According to Marc Ambinder of The Atlantic today, the White House is finally prepared to pull the trigger on presidentially branded approach to health care reform, in the form of key markers he will expect any legislation to achieve:
Next week, President Obama is going to give Democrats a health care plan they can begin to sell.
He plans to list specific goals that any health insurance reform plan that arrives at his desk must achieve, according to Democratic strategists familiar with the plan. Some of these “goals” have already been agreed to, including new anti-discrimination restrictions on insurance companies. Others will be new, including the level of subsidies he expects to give the uninsured so they can buy into the system.
Obama will also specify a “pay for” mechanism he prefers, and will specify an income level below which he does not want to see taxed.
He will insist upon a mechanism to cut costs and increase competition among insurance companies — and perhaps will even specify a percentage rate — and he will say that his preferred mechanism remains a government-subsidized public health insurance option, but he will remain agnostic about whether the plan must include a robust public option.
It sounds like “ObamaCare,” which will finally begin to merit that term, will be consistent with what’s expected to pass the House, but flexible enough to accomodate what’s “doable” in the Senate.
One key goal will be to identify his administration and his party with reforms on health insurance practicies, such as exclusions of people with pre-existing conditions, that even Republicans claim to support:
The effect of this sales job, if it works, will be to associate the President with parts of the reform bills that are almost certainly likely to pass — assuming the Senate doesn’t bog down.
So: after months of Democratic anxiety over the President’s strategy of deferring to congressional committees, we’ll at last see if his Fabian strategy of gaining by delay in drawing his own lines in the sand will work.

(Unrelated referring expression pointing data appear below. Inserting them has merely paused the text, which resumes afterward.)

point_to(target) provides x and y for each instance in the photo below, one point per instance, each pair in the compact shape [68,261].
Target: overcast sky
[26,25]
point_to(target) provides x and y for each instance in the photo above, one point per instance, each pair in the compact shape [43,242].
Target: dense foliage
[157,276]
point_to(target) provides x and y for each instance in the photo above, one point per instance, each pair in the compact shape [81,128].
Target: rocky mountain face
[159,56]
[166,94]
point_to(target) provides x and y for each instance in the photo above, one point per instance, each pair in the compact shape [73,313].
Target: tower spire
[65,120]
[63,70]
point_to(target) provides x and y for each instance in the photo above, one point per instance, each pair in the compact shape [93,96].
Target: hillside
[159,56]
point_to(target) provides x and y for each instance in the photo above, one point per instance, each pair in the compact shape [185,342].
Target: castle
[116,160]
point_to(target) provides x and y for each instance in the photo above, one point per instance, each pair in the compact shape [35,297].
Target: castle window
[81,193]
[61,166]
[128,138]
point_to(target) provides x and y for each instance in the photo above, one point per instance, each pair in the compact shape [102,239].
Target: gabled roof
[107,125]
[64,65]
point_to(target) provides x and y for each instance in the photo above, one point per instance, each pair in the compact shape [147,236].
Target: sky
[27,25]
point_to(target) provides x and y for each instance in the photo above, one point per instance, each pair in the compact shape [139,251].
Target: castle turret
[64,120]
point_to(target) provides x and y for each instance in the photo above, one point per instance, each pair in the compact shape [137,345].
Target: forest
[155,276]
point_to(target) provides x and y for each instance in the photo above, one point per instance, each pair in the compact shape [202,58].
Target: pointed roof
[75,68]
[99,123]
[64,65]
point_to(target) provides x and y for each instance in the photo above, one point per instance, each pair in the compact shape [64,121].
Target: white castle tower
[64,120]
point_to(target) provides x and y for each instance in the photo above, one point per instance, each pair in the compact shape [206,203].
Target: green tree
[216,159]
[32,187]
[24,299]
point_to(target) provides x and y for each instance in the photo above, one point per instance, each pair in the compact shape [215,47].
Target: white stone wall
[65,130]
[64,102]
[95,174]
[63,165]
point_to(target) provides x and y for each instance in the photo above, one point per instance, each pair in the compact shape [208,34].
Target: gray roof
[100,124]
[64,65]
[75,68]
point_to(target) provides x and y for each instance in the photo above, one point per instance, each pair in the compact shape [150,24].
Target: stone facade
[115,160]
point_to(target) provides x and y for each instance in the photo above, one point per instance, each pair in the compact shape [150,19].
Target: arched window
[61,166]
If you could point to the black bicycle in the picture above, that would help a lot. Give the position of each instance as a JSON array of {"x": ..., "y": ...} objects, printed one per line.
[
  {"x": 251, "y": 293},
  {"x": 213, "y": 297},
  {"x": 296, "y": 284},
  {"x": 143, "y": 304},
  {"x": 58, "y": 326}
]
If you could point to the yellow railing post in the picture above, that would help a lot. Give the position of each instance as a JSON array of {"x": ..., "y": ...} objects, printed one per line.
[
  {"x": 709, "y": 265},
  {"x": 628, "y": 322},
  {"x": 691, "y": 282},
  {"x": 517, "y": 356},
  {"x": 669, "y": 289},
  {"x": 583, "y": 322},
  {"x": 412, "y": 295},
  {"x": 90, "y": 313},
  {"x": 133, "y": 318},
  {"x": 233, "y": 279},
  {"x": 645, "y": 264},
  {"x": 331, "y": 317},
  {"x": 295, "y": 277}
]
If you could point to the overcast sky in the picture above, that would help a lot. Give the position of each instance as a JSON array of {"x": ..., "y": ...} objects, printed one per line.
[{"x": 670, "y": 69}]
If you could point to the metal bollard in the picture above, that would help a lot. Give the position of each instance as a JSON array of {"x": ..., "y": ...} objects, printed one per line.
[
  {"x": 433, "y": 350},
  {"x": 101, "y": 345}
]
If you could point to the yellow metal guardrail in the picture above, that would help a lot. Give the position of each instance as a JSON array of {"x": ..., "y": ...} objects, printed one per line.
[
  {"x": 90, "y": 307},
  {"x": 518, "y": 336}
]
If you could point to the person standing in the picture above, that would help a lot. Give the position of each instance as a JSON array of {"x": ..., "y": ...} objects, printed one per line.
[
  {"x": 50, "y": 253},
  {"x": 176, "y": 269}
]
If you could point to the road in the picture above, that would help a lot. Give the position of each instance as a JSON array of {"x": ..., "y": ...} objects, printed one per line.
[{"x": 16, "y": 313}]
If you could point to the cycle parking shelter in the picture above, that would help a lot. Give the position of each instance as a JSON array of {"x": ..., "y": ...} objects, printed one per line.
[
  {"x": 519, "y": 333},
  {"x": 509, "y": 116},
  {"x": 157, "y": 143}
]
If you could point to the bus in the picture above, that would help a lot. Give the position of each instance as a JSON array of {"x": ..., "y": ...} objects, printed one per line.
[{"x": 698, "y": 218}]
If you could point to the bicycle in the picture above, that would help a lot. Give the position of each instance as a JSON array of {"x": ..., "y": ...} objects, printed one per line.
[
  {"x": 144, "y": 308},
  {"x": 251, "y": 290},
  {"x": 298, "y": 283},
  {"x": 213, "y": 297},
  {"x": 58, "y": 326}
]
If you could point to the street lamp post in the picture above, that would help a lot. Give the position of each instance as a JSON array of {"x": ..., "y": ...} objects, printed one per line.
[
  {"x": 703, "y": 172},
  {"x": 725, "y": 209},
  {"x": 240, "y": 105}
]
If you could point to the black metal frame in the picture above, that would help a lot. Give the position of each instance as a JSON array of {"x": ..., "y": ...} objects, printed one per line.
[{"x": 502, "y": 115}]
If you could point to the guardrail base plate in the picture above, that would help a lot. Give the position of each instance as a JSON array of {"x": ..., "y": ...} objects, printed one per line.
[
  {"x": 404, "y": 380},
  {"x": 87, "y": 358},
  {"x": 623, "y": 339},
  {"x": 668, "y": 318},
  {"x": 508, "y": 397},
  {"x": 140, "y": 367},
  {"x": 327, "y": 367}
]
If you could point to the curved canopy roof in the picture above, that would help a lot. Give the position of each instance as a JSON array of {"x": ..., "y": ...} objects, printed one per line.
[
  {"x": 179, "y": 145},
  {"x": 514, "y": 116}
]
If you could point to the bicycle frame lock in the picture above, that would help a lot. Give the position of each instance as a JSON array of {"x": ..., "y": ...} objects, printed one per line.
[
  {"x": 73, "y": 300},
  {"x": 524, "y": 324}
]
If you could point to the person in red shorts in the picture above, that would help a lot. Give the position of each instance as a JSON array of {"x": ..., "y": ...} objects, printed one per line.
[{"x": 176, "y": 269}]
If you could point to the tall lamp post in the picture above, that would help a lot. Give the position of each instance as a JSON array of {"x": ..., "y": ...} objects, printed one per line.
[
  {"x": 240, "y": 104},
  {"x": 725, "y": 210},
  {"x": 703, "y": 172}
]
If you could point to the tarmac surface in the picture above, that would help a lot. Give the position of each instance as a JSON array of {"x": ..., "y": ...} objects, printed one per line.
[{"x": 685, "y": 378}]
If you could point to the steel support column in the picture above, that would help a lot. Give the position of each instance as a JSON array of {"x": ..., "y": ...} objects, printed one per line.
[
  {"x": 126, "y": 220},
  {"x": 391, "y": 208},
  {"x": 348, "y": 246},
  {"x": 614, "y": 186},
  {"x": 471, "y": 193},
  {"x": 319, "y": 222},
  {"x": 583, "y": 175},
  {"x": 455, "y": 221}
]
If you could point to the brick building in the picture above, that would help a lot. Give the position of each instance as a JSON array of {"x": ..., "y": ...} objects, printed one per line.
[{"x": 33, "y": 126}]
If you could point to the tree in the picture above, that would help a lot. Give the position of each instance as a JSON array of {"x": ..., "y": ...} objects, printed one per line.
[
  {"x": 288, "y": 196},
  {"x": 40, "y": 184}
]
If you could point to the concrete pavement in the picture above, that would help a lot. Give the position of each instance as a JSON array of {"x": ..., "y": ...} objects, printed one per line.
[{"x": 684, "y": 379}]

It’s interesting that one long-time and generally nonpartisan Beltway observer, Norm Ornstein, has an op-ed in today’s Washington Post arguing that Obama has in fact chosen the best available strategy for achieving health care reform this year. We’ll soon now if that’s the case. But in any event, the White House’s planned moves should at least calm down progressives who had feared the President was happy to let his signature initiative rise and fall without ever saying exactly what he was willing to expend political captal to accomplish.